Nevertheless, George S. Hellman says that Mrs. Brevoort’s ball, February 24, 1840,—was “the most splendid social affair of the first half of the nineteenth century in New York.”
There was great preparation for it, and practically all “society” was asked—and nothing and nobody else. It was incidentally the occasion of the first “society reporting.” Attree, of the New York Herald, was an invited guest and went in costume—quite an innovation for conservative old Manhattan.
Lossing tells us: “At the close of this decade the features of New York society presented conspicuous transformations. Many exotic customs prevailed, both public and private, and the expensive pleasures of the Eastern Hemisphere had been transplanted and taken firm root. Among other imported amusements was the masked ball, the first of which occurred in the city of New York in 1840, and produced a profound sensation, not only per se, but because of an attending circumstance which stirred ‘society’ to its foundation.”

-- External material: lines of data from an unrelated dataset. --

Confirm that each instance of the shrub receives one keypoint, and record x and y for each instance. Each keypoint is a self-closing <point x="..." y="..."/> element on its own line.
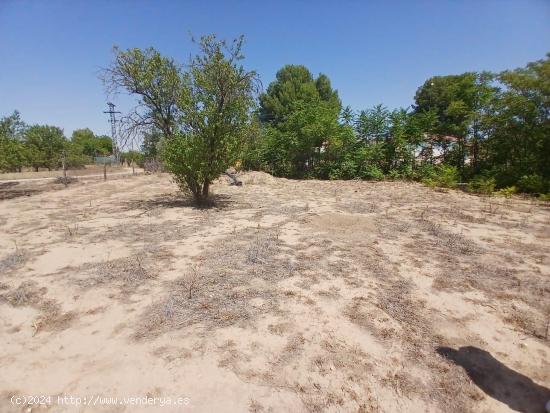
<point x="507" y="192"/>
<point x="371" y="172"/>
<point x="443" y="176"/>
<point x="481" y="185"/>
<point x="532" y="184"/>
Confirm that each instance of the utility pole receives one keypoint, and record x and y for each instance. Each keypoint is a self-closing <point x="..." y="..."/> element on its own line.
<point x="113" y="120"/>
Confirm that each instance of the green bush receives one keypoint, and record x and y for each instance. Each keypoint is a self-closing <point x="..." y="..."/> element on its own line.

The British Consul in New York at that time was Anthony Barclay,—he lived at College Place,—who was destined later to fall into evil repute, by raising recruits here during the Crimean trouble. He had a daughter, Matilda, who was remarkably lovely and—if we may believe reports—a very great belle in American society. She had a number of “suitors,” as they were gracefully called in those days, and among them was one Burgwyne, from South Carolina—very young, and, we may take it, rather poor.
Lossing says: “There was also in attendance a gay, young South Carolinian named Burgwyne.”
The Consul and Mrs. Barclay disapproved of him strongly. But Matilda who was beautiful, warm-blooded and wayward did not. She loved Burgwyne with a reciprocal ardour, and when the masked ball at the Brevoorts’ came on the tapis it seemed as though the Goddess of Romance had absolutely stretched out her hands to these two reckless, but adorable lovers.
They had a favourite poem—most lovers have favourite poems;—theirs was “Lalla Rookh.”
There may be diverse opinions as to Thomas Moore’s greatness, but there can scarcely be two as to his lyric gift. He could write charming love-songs, simple and yet full of colour, and, given the Oriental theme, it is no wonder that youths and maidens of his day sighed and smiled over “Lalla Rookh” as over nothing that had yet been written for them. It is a delightful tale, half-prose and half-poetry, written entirely and whole-heartedly for lovers, and Burgwyne and Matilda found it easy to put themselves in the places of the romantic characters in the drama—Lalla Rookh, the incomparably beautiful Eastern Princess and Feramorz, the young Prince in disguise, “graceful as that idol of women, Crishna.”